Date of Award:

12-2020

Document Type:

Dissertation

Degree Name:

Doctor of Philosophy (PhD)

Department:

Electrical and Computer Engineering

Committee Chair(s)

Regan Zane

Committee

Regan Zane

Committee

Abhilash Kamineni

Committee

Don Cripps

Committee

Doran Baker

Committee

David Geller

Abstract

Power distribution with DC source is advantageous over its AC counterpart in long distance distribution network due to the absence of effects of reactive components. Long distance power distribution with traditional voltage source suffers from drop in voltage over the length of the cable due to its impedance and forces the converters in the network to be over-designed with higher power rating than needed. In underwater power distribution network such as ocean observatory, marine sensors on the sea-bed etc., power conversion modules are situated at a distance far away from the shore, ranging from tens of kilometers to hundreds of kilometers. DC current distribution offers ruggedness against voltage drop over the length of the trunk cable and thus eliminates the need of converter over-design, making it the preferred choice in underwater long distance power distribution network. Moreover, distribution with DC current source improves the overall system reliability with robustness under cable fault scenarios.
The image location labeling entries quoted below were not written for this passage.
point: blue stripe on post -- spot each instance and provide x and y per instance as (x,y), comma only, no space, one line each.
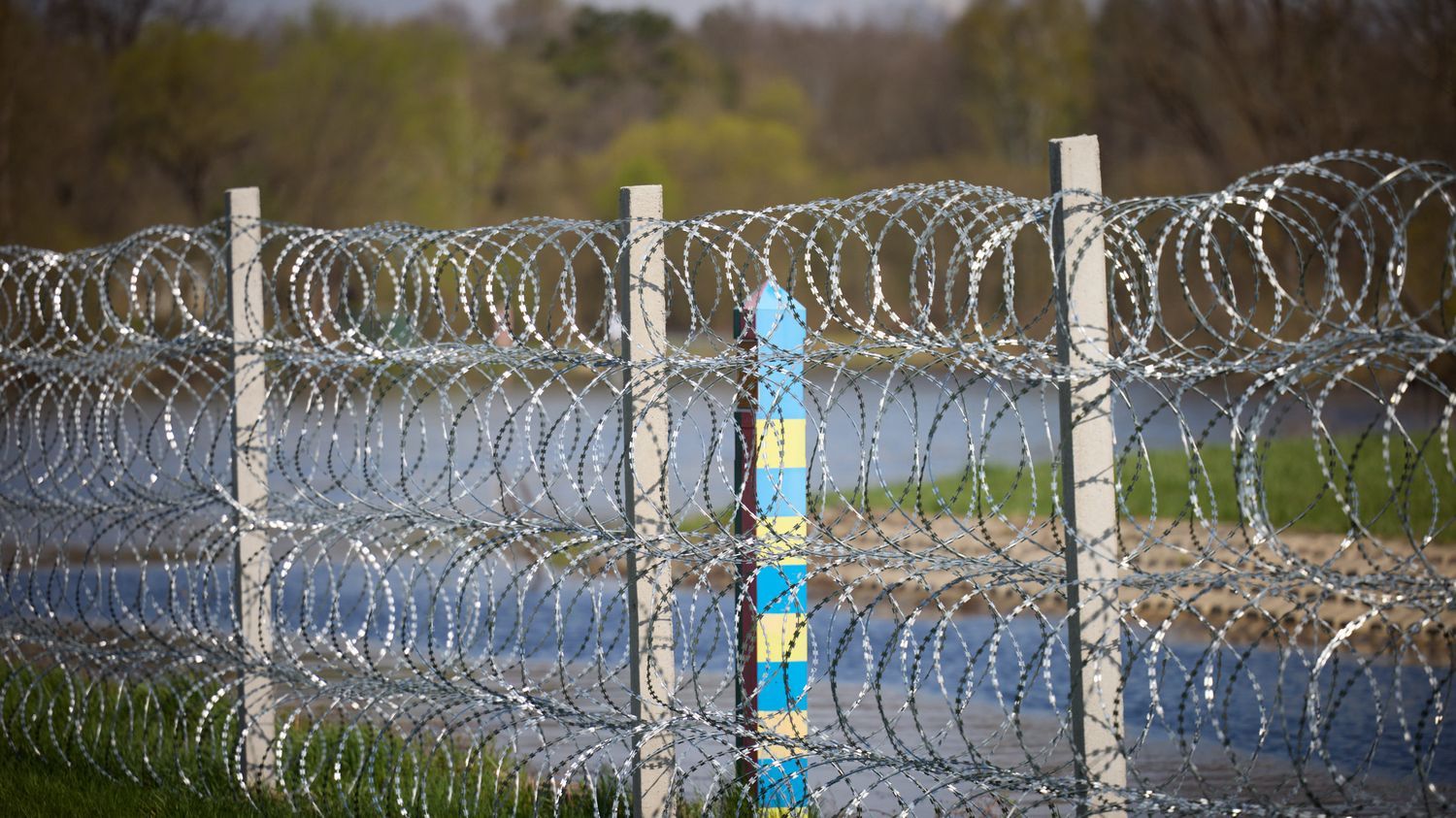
(782,684)
(780,588)
(782,492)
(782,782)
(772,328)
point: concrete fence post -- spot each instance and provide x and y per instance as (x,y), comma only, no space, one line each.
(772,474)
(1088,459)
(250,559)
(643,296)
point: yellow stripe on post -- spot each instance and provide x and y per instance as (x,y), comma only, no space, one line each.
(783,638)
(780,442)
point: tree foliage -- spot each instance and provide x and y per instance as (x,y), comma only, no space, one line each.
(116,114)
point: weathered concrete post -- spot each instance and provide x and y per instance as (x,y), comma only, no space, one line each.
(1088,489)
(643,294)
(250,559)
(771,469)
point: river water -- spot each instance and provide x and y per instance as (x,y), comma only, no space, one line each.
(955,687)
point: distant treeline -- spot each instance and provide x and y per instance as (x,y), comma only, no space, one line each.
(118,114)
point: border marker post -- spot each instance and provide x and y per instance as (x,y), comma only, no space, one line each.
(772,474)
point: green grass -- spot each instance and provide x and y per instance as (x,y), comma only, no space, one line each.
(1412,494)
(43,788)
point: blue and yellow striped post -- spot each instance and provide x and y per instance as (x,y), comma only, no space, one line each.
(772,474)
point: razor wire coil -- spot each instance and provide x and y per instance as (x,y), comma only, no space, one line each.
(447,544)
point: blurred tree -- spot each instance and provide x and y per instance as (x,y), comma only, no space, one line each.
(366,121)
(725,160)
(183,104)
(114,25)
(1025,72)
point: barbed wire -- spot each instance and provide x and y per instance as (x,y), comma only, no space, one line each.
(448,582)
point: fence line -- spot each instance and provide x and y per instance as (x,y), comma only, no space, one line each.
(1098,506)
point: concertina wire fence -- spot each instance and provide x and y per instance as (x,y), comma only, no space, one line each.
(453,573)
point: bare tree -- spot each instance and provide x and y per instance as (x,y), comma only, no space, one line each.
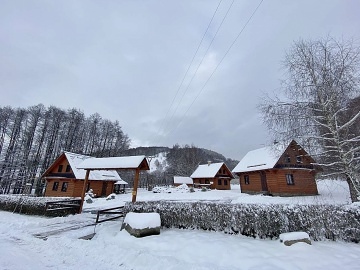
(316,105)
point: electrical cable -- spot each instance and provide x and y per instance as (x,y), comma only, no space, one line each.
(227,12)
(232,44)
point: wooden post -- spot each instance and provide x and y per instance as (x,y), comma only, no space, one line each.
(136,183)
(84,190)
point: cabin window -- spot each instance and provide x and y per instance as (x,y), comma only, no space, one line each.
(247,179)
(55,186)
(290,179)
(68,168)
(64,187)
(88,187)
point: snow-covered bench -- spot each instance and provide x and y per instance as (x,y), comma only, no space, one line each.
(291,238)
(142,224)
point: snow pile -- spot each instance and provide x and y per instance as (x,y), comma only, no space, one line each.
(112,196)
(293,236)
(142,220)
(159,162)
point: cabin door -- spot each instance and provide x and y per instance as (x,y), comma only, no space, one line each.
(263,181)
(103,191)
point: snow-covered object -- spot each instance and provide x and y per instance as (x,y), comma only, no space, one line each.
(76,159)
(257,220)
(182,188)
(259,159)
(183,180)
(142,220)
(121,182)
(291,238)
(88,199)
(129,162)
(207,170)
(158,162)
(111,196)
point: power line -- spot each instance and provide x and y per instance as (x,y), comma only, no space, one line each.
(192,60)
(227,12)
(232,44)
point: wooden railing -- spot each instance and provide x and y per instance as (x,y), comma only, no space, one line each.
(110,211)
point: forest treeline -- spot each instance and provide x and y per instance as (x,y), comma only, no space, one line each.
(32,138)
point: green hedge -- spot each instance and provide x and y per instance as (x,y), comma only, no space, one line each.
(258,220)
Converters used in underwater system require operation with high reliability with little to no maintenance due to their geographical locations. Resonant converters offer quiet and efficient operation with low EMI due to low di/dt and dv/dt owing to sinusoidal current and/or voltage and soft-switching. This makes resonant converters an excellent choice for reliable, long term operation in underwater distribution system. However, designing resonant converters with constant current input imposes certain challenges as compared voltage source input, which are analyzed in this work. Addressing these challenges it is shown how different resonant power conversion topologies can be suitably selected and designed to meet the end goal of regulating its output current or voltage for wide range of loads. Soft switching requirements of these topologies are also investigated with appropriate vi solutions to ensure devices used in these converters switch with low loss and dv/dt. Some of the critical loads in the system demand bidirectional power transfer capability which is also presented in this work with befitting topology. Detailed modeling, analysis, design and experimental results from hardware prototypes are presented for all the converters in the system operating with 250 kHz switching frequency, regulating its output voltage or current from 1 A DC current source, up to a power level of 1 kW.